Was sofort positiv ins Auge fällt, sobald man den Sammelband aufgeschlagen hat, ist die verglichen mit den beiden ersten Bänden merklich kräftigere, sattere Koloration. Dadurch wirkt das Artwork insgesamt deutlich dynamischer und lebendiger, obgleich die Zeichnungen selbst wie gehabt und nach heutigen Maßstäben bei aller Kunstfertigkeit, narrativer Raffinesse und Authentizität eher betulich daherkommen.

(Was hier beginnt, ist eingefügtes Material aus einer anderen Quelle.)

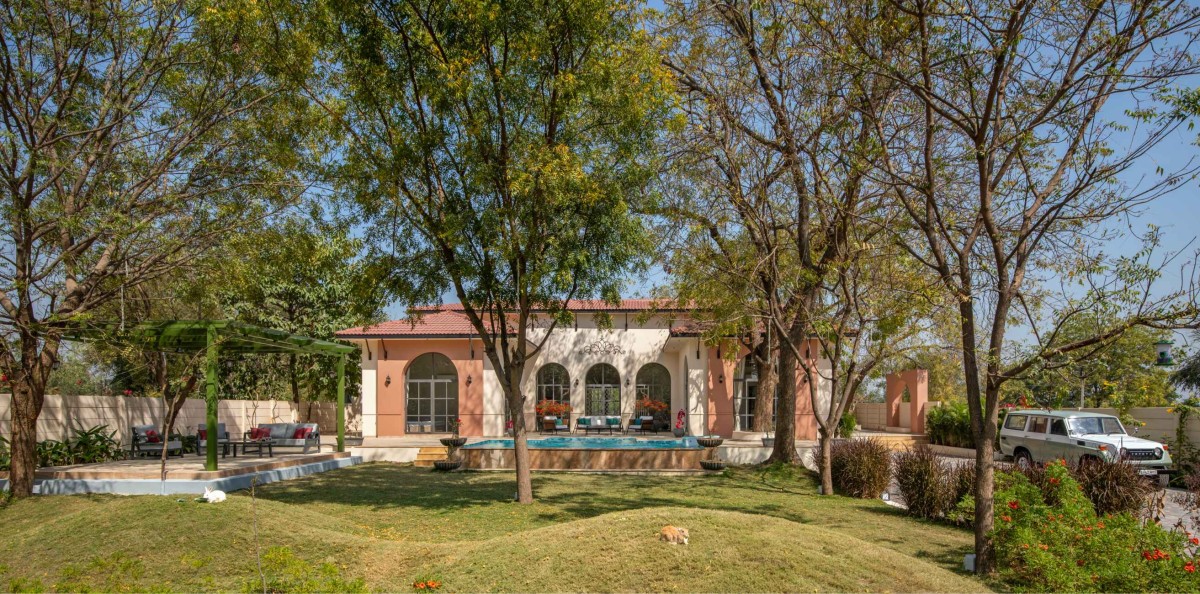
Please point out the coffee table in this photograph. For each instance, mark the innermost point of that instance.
(258, 444)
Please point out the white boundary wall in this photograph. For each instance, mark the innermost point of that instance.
(63, 415)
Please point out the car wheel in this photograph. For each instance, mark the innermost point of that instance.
(1023, 460)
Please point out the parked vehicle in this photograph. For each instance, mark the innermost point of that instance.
(1075, 436)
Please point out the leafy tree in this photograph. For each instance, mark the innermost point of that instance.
(780, 151)
(1119, 373)
(132, 135)
(1000, 153)
(498, 150)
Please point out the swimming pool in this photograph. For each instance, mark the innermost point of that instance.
(592, 443)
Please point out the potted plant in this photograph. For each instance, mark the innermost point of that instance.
(455, 441)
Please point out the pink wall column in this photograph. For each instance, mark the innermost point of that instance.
(805, 418)
(394, 360)
(917, 382)
(918, 397)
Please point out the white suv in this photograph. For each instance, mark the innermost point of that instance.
(1043, 436)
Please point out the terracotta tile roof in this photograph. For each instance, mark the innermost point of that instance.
(430, 324)
(586, 305)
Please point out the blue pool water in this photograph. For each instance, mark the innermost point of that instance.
(592, 443)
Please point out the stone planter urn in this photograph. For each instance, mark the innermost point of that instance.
(454, 442)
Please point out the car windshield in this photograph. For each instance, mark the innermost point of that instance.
(1096, 426)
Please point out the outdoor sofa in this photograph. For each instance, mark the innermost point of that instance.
(293, 435)
(148, 439)
(553, 425)
(642, 424)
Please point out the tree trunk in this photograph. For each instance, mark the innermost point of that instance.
(28, 396)
(984, 505)
(27, 406)
(785, 418)
(520, 436)
(294, 381)
(826, 463)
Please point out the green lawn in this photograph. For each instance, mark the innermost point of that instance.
(388, 525)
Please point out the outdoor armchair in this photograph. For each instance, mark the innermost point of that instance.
(148, 439)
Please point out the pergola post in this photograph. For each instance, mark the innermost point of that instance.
(210, 396)
(341, 403)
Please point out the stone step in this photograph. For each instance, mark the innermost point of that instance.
(427, 455)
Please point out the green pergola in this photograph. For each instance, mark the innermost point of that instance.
(214, 337)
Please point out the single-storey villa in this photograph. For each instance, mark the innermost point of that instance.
(420, 375)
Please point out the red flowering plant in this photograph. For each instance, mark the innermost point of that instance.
(1049, 538)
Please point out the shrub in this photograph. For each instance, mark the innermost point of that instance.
(53, 453)
(859, 467)
(949, 425)
(1066, 547)
(96, 444)
(924, 481)
(1113, 487)
(963, 479)
(847, 424)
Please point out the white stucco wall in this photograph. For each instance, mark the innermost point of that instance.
(370, 384)
(640, 345)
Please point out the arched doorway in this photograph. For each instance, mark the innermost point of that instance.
(747, 396)
(654, 384)
(603, 395)
(431, 394)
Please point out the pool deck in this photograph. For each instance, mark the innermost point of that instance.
(185, 475)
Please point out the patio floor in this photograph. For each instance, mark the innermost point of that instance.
(185, 475)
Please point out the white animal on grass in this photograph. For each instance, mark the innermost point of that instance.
(213, 496)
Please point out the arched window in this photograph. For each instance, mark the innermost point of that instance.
(553, 383)
(431, 394)
(654, 383)
(745, 393)
(603, 396)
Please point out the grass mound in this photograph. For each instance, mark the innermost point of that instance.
(389, 526)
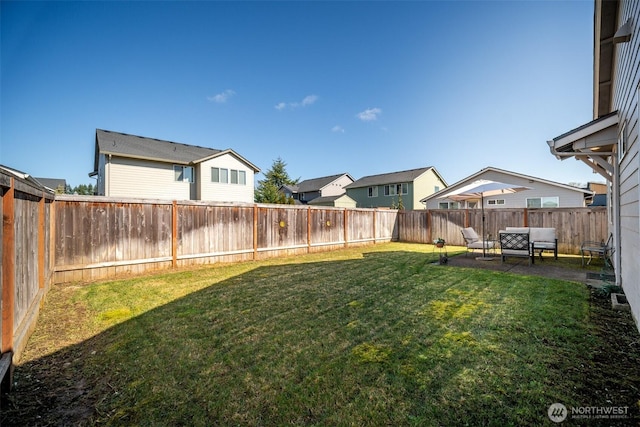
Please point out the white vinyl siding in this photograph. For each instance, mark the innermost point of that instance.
(183, 173)
(226, 179)
(543, 202)
(143, 179)
(625, 100)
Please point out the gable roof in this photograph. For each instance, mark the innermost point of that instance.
(25, 178)
(330, 199)
(316, 184)
(481, 172)
(391, 178)
(140, 147)
(52, 183)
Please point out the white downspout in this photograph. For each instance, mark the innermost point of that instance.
(615, 199)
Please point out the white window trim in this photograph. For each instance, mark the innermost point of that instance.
(183, 174)
(542, 201)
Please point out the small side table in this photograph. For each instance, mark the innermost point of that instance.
(442, 252)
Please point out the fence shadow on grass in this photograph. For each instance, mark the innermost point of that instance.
(381, 339)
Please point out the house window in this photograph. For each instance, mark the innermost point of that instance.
(183, 173)
(228, 176)
(220, 175)
(543, 202)
(395, 189)
(449, 205)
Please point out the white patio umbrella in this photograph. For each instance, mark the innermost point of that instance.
(483, 188)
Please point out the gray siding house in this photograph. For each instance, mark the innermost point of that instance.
(543, 193)
(135, 166)
(390, 189)
(608, 143)
(326, 187)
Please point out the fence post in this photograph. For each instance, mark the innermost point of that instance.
(8, 268)
(174, 234)
(344, 227)
(375, 219)
(41, 248)
(255, 232)
(308, 229)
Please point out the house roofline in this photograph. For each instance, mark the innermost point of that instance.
(506, 172)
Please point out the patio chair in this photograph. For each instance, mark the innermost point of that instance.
(598, 249)
(473, 241)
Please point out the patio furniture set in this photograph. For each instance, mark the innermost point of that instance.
(526, 241)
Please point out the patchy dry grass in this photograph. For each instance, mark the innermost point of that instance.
(376, 335)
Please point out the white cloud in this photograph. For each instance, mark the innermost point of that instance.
(369, 115)
(308, 100)
(221, 98)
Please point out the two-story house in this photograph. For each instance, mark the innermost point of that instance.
(327, 190)
(391, 190)
(135, 166)
(609, 143)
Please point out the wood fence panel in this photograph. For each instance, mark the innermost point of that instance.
(387, 225)
(25, 268)
(282, 228)
(209, 230)
(326, 226)
(573, 226)
(26, 256)
(360, 226)
(412, 226)
(447, 225)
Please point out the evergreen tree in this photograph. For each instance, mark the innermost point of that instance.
(277, 176)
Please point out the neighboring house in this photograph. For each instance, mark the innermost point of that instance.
(341, 201)
(57, 185)
(135, 166)
(26, 178)
(609, 143)
(310, 189)
(389, 189)
(543, 193)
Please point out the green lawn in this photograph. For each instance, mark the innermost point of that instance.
(368, 336)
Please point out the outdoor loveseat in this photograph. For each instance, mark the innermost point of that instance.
(541, 238)
(515, 243)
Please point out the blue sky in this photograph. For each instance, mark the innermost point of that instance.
(330, 87)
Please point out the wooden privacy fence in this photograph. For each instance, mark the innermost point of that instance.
(26, 262)
(96, 237)
(573, 225)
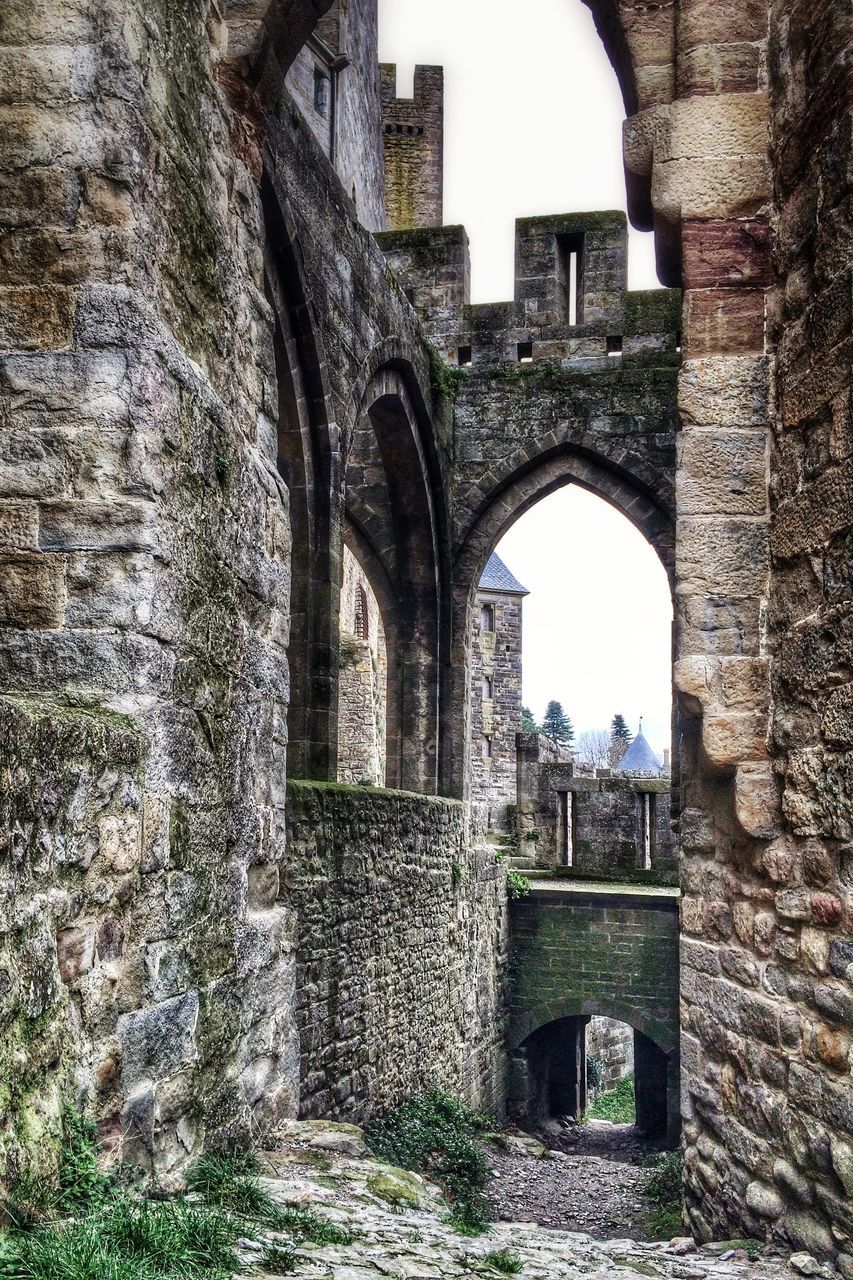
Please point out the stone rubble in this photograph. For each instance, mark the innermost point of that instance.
(418, 1243)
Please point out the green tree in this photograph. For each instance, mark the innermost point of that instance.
(557, 725)
(620, 739)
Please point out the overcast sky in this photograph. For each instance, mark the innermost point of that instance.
(533, 126)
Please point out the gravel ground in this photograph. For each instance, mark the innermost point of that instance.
(576, 1189)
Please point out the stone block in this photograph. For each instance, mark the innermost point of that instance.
(36, 319)
(721, 557)
(724, 321)
(32, 592)
(721, 472)
(118, 525)
(725, 391)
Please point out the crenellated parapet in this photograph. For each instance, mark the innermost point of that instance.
(571, 301)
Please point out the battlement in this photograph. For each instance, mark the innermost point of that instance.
(413, 135)
(571, 300)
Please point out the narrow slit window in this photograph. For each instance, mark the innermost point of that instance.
(570, 277)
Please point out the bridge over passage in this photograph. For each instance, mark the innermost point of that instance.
(578, 950)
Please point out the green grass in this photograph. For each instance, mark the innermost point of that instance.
(127, 1239)
(437, 1134)
(664, 1193)
(616, 1105)
(86, 1226)
(231, 1183)
(505, 1261)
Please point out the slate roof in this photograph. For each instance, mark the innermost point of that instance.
(639, 758)
(497, 577)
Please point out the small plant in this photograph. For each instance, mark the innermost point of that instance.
(505, 1261)
(616, 1105)
(304, 1224)
(279, 1258)
(664, 1193)
(518, 885)
(436, 1133)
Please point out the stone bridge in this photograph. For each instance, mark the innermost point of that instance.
(580, 950)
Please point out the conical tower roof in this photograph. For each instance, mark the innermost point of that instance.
(639, 758)
(497, 577)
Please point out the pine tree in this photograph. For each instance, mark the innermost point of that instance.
(620, 739)
(557, 725)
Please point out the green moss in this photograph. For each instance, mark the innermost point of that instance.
(396, 1188)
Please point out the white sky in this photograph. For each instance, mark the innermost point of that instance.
(533, 119)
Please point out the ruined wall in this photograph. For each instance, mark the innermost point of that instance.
(496, 720)
(146, 554)
(363, 682)
(413, 133)
(401, 937)
(345, 113)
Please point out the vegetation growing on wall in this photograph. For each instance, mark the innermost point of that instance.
(436, 1133)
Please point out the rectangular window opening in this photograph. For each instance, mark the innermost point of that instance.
(570, 275)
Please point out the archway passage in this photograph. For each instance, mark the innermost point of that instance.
(560, 1078)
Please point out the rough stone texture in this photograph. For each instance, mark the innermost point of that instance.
(593, 823)
(413, 133)
(363, 684)
(401, 936)
(496, 708)
(591, 951)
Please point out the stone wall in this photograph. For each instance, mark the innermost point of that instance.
(363, 682)
(413, 132)
(611, 1045)
(592, 823)
(496, 720)
(400, 949)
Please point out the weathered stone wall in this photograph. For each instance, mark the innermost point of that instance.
(583, 951)
(413, 133)
(363, 684)
(345, 114)
(496, 720)
(400, 949)
(611, 1045)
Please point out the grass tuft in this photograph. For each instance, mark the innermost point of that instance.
(436, 1133)
(505, 1261)
(616, 1105)
(664, 1193)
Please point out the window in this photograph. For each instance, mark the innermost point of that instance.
(320, 91)
(648, 830)
(570, 273)
(361, 627)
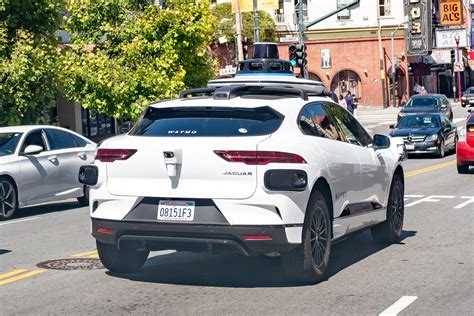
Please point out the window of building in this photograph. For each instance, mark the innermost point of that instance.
(344, 14)
(384, 8)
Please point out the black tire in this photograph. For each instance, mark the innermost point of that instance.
(309, 261)
(463, 169)
(8, 198)
(390, 230)
(84, 200)
(441, 150)
(121, 261)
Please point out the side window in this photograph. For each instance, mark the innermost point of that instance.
(351, 128)
(34, 138)
(59, 139)
(314, 120)
(79, 141)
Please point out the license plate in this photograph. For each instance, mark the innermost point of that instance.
(176, 210)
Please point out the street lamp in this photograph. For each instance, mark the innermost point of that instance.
(458, 60)
(393, 62)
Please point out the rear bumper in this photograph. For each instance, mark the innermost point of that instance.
(192, 237)
(465, 154)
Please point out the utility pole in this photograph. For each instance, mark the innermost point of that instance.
(238, 29)
(381, 57)
(256, 25)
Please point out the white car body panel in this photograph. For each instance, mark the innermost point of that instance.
(48, 176)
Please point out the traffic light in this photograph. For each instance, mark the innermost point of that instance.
(292, 54)
(245, 48)
(301, 55)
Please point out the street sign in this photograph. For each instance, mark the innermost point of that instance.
(228, 70)
(450, 12)
(458, 67)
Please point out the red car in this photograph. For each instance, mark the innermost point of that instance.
(465, 147)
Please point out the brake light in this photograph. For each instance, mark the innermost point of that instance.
(259, 157)
(110, 155)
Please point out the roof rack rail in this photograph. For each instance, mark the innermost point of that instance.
(232, 91)
(196, 92)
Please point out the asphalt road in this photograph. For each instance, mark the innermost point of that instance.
(430, 272)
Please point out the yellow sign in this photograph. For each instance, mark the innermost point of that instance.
(247, 5)
(450, 12)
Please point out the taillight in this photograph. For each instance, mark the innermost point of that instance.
(110, 155)
(259, 157)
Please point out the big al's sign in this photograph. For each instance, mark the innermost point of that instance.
(419, 35)
(450, 12)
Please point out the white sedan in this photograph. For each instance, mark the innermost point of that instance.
(40, 164)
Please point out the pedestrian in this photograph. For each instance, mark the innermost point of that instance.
(354, 105)
(416, 88)
(342, 102)
(349, 102)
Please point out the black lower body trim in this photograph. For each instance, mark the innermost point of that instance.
(192, 237)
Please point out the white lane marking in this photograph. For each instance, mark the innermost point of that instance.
(19, 221)
(398, 306)
(408, 196)
(431, 198)
(469, 201)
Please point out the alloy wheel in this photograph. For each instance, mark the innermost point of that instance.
(7, 198)
(318, 237)
(397, 209)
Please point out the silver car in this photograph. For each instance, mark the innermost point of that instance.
(40, 164)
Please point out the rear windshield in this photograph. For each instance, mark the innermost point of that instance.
(208, 121)
(431, 102)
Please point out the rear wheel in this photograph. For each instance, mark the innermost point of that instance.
(463, 169)
(121, 260)
(391, 230)
(8, 199)
(441, 151)
(309, 261)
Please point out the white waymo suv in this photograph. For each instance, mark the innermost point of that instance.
(249, 166)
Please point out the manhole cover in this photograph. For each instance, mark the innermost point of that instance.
(72, 264)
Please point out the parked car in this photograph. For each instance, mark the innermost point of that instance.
(40, 164)
(465, 147)
(426, 134)
(252, 168)
(467, 98)
(428, 103)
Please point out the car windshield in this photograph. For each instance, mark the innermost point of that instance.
(429, 102)
(8, 143)
(419, 121)
(207, 121)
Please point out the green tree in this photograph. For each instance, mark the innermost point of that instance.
(28, 60)
(127, 53)
(226, 27)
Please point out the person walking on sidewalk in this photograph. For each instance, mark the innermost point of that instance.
(342, 102)
(349, 102)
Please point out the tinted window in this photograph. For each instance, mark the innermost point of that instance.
(421, 101)
(60, 139)
(419, 121)
(208, 121)
(8, 143)
(314, 120)
(34, 138)
(353, 131)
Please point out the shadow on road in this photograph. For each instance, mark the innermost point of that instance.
(45, 209)
(186, 268)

Charliers Story wartet wiederum mit einem fesselnden Erzählfluss auf, einem Auf und Ab von Spannungsbögen, die durch einen starken roten Faden miteinander verwoben sind und in denen der erzählerische Fokus auf Exotik und bewährtem Abenteuer liegen. Zwar stellt nicht jede Szene einen Ausbund an Originalität und Ideenreichtum dar, aber betrachtet man die Story als Ganzes, so sorgt Chaliers Kunst für kurzweilige Unterhaltung.

Hervorzuheben sind an dieser Stelle dabei zwei Aspekte: Verrat und Egoismus lauern erstens weiterhin selbst hinter scheinbar harmlosen Fassaden und zweitens ist Rick – die Hauptfigur des Settings – alles andere als eine freundliche Person. Statt Mitgefühl legt er eine verstörende Härte und Rücksichtslosigkeit an den Tag, die sich zwar aus dem Story-Kontext heraus erklärt und die auch dem psychologischen Konzept eines Entscheiders und Machers Rechnung trägt, die aber andererseits nur wenig Raum für Sympathien seitens des Lesers lässt.

Fazit: Visuell alleine aufgrund der kräftigeren Farbgebung deutlich ansprechender als Band 1 und 2 der Reihe; und erzählerisch nach wie vor ein unterhaltsames Piratenabenteuer, das durch historische und nautische Authentizität zu überzeugen weiß.